The artists’ journal, it could be said, is one of the most transient objects out there. This is not only because they climb into bags and hit the road, board trains and planes, spines open and bearing witness to the riches of worldly artistic inspiration, but because even when static, these vestibules can take us far away into the imagination, the outer limits, the past.
In celebration of Milan Design Week, Moleskine and the Moleskine Foundation have come together to present Detour, a traveling exhibition of artist notebooks. Transporting visitors into the creative process, this year’s exhibition took place in two locations, Alcova, an independent design fair, and at the Pinacoteca Ambrosiana, a library and museum that houses numerous Renaissance masterpieces.
As Moleskine CEO Daniela Riccardi, who previously served as CEO of Diesel and Baccarat as well as a member of Kering’s board of directors, explains, "Each notebook tells a unique story, reflecting the background and vision of the artist who created it. We are thrilled to bring this extraordinary exhibition to Milan, a city that perfectly embodies the spirit of innovation and creativity."

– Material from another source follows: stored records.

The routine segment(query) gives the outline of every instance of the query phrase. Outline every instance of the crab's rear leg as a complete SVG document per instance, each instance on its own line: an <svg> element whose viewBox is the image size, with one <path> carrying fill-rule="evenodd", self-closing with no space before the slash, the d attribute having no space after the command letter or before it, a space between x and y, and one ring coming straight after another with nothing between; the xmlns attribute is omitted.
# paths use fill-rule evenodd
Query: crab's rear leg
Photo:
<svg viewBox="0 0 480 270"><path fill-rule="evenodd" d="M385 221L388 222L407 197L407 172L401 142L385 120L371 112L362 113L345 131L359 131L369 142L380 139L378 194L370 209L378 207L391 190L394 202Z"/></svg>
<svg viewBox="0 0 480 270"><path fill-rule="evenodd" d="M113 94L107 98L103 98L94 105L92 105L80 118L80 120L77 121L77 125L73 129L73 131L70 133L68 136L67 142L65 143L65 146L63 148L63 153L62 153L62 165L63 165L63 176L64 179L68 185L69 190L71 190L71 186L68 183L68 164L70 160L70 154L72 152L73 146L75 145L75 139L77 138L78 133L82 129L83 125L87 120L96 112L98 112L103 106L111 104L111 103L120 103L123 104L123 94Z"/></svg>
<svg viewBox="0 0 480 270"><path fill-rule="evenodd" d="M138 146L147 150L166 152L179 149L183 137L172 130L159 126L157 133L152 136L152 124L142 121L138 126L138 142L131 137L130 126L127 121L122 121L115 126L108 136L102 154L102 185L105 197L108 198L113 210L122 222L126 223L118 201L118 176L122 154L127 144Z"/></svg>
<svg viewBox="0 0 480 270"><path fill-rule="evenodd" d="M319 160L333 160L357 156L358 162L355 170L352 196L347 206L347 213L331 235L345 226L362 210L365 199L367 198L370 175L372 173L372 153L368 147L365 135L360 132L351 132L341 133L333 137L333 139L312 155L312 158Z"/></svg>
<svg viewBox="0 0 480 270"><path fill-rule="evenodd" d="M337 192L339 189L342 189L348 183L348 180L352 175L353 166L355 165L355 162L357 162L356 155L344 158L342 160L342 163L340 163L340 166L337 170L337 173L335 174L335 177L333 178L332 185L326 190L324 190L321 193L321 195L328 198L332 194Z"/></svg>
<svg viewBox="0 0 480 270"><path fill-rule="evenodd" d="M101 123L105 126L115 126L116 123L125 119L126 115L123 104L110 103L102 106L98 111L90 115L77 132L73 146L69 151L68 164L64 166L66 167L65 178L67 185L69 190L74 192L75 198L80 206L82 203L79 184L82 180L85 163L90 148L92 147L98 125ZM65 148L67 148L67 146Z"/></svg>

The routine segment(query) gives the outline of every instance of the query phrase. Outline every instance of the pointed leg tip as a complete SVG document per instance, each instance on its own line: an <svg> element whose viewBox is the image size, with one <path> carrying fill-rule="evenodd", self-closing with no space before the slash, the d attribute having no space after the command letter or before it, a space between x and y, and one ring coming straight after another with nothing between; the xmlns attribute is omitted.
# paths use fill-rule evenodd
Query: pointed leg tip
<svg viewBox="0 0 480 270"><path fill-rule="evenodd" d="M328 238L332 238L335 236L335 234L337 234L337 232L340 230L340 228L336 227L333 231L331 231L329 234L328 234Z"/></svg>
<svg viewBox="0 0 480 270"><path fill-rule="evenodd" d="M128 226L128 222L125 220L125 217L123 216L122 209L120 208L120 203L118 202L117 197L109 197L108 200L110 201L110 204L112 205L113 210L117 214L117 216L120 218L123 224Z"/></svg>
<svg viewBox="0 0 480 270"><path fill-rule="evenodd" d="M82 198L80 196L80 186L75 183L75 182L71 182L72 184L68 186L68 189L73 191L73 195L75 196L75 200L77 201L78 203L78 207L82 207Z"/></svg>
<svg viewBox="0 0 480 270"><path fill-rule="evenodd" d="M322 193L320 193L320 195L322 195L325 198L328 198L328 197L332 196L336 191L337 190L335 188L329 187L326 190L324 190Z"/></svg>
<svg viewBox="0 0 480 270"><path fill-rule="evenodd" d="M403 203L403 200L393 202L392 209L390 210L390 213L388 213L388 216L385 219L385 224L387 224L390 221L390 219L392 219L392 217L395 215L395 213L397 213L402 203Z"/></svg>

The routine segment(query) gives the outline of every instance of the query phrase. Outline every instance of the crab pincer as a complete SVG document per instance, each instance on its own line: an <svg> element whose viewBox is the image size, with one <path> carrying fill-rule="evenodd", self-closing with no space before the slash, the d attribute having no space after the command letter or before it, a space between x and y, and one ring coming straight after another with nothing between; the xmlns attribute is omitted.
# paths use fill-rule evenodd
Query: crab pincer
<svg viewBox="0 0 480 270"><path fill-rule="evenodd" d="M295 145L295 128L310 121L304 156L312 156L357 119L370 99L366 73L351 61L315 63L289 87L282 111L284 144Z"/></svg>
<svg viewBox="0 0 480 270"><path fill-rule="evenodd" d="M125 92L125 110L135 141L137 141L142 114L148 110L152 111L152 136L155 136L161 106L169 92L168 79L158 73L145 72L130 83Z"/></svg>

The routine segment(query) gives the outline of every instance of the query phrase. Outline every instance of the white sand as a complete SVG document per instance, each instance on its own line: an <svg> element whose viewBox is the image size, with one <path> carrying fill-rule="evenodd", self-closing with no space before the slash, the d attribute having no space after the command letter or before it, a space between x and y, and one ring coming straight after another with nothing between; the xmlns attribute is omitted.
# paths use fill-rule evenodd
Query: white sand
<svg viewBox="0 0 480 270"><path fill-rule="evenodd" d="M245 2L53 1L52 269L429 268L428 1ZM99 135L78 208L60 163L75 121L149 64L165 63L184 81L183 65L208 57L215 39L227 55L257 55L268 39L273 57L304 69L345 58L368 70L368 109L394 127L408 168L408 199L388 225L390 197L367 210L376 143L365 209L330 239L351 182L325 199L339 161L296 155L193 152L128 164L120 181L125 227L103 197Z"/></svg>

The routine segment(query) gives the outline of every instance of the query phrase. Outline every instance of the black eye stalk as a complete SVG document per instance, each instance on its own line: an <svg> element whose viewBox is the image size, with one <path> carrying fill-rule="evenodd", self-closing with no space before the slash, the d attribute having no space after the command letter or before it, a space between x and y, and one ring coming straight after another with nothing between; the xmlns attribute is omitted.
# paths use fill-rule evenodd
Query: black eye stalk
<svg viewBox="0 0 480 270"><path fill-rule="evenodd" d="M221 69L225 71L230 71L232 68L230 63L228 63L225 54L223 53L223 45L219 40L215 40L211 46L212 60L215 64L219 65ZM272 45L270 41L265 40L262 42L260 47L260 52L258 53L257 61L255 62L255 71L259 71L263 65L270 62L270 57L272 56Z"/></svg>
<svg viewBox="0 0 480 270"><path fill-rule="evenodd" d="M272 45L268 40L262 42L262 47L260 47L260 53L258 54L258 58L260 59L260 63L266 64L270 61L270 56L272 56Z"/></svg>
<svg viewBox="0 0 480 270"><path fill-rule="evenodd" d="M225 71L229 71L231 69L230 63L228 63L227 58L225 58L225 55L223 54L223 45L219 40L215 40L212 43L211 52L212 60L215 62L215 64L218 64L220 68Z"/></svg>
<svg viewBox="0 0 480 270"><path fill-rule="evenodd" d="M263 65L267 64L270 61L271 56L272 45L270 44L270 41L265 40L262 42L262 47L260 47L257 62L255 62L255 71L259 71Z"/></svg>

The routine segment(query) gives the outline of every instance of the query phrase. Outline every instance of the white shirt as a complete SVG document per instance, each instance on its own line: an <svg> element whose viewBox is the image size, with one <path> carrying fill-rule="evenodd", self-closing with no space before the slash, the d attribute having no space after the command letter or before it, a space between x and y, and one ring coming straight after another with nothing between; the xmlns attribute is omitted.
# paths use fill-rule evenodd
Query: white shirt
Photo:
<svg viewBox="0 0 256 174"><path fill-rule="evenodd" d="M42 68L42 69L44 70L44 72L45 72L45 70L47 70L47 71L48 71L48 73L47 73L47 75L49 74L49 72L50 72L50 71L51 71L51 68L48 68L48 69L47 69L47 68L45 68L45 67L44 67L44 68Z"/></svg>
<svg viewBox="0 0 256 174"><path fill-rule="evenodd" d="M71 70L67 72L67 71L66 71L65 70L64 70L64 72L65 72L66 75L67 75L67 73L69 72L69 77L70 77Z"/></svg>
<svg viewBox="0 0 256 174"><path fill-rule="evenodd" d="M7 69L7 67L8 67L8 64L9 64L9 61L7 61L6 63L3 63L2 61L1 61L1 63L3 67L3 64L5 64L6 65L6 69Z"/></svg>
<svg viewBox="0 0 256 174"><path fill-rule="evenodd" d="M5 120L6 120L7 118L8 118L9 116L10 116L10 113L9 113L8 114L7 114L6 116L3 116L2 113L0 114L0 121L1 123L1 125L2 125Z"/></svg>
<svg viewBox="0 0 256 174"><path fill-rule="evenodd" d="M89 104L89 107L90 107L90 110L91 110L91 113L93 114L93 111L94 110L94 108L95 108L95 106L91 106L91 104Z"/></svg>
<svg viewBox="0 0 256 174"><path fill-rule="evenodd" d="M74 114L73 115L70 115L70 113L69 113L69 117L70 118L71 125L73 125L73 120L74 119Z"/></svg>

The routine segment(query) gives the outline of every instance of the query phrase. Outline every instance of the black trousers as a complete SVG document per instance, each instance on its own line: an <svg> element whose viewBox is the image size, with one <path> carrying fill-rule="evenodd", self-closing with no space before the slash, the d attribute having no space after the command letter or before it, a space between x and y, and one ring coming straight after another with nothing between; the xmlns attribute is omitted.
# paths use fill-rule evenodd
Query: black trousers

With Detour, a selection of the over 1,600 artist notebooks held by the Moleskine Foundation, are on view to the public. “Together with the Moleskine Foundation,” notes Riccardi, “we have this dream: that creativity can change the world.” Housed in glass cases, visitors are encouraged to flip through their pages and go on the journey of inspiration, documentation, and creative evolution.
At the Pinacoteca Ambrosiana, Moleskine notebooks from contemporary artists including Giorgia Lupi, Antonio Marras, Pascale Marthine Tayou, and Joana Vasconcelos sit under the same roof as works on paper by Leonardo Da Vinci and opposite the cartoon iteration of Rafaello’s 16th-century masterpiece, The School of Athens. Sketched out, notes taken, crossed out, iterated, invented, “All big ideas start on paper,” shares Riccardi.
In tandem with the exhibition, Milan Design Week also served as a launching pad for Moleskine’s new “Pen&Paper” campaign, which explores the power of handwriting as a tool to stimulate creativity as well as a mnemonic device. Riccardi is passionate about the universality that a blank page, a fresh notebook represents, “It's really the power of ideas, not the power of money that [can] change the world.”
Detour is on view now through June 11th at Pinacoteca Ambrosiana.